Continenten
De wereldkaart zoals we die kennen van atlassen en satelietfoto´s zag er vroeger anders uit. Continenten hebben namelijk een geschiedenis van vervorming en verplaatsing. Hun beweging over het aardoppervlak heet continentale drift en wordt veroorzaakt door platentektoniek. Zuid-Amerika en Afrika bijvoorbeeld vormden eens een aaneengesloten landmassa. Door stromingen in de stroperige mantel onder de continenten, of eigenlijk onder de aardplaten waar ze deel van uitmaken, werden de continenten uiteen getrokken. Tussen hen in ontstond de Atlantische Oceaan. De oceanische spreiding vindt hier nog steeds plaats, en wel met de snelheid van een groeiende vingernagel. Daarbij wordt de bodem vanuit de Mid-Atlantische Rug opgevuld met nieuw gesteente en schuift Amerika aan de andere kant over de platen van de Grote Oceaan.

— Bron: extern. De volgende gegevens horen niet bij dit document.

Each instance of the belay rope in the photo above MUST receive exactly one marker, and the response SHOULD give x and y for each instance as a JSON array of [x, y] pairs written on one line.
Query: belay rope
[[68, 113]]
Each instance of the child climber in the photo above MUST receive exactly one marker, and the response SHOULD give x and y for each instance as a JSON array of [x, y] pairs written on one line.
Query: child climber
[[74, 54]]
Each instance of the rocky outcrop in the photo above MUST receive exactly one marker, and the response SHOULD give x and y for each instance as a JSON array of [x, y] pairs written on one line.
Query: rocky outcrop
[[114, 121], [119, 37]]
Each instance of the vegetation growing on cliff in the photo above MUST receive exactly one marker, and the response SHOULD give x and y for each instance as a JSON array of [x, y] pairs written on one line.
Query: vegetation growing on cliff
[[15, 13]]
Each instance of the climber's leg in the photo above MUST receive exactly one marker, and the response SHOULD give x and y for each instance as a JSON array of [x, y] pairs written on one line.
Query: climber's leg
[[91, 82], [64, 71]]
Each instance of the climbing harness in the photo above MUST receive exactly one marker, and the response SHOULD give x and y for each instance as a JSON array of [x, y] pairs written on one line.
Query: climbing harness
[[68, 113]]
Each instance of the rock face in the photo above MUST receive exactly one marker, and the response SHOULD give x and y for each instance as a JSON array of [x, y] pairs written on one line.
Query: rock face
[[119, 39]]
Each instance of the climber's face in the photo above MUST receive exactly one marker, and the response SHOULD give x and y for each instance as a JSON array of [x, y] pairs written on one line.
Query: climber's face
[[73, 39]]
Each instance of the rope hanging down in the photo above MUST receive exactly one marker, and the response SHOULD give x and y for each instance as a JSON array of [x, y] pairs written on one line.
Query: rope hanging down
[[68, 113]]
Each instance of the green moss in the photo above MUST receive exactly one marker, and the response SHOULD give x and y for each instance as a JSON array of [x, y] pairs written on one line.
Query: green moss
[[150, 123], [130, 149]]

Het Indiase subcontinent maakte ooit deel uit van ditzelfde supercontinent, Gondwana genoemd. Het brak los van oostelijk Afrika (160 mjg) en verloor daarbij het eiland Madagaskar. In de volgende periode van 110 miljoen jaar complete isolatie ontwikkelde het subcontinent een eigen flora en fauna. Deze nieuwe soorten kwamen in contact met een andere wereld toen het minicontinent tegen Eurazië botste. Nog altijd beweegt het in noordelijke richting, met aardbevingen en gebergtevorming (Himalaya) tot gevolg.
De families dieren en planten liften met de continenten mee over aarde. Hun geschiedenis van soortvorming is voor een belangrijk deel het gevolg van de continentale drift.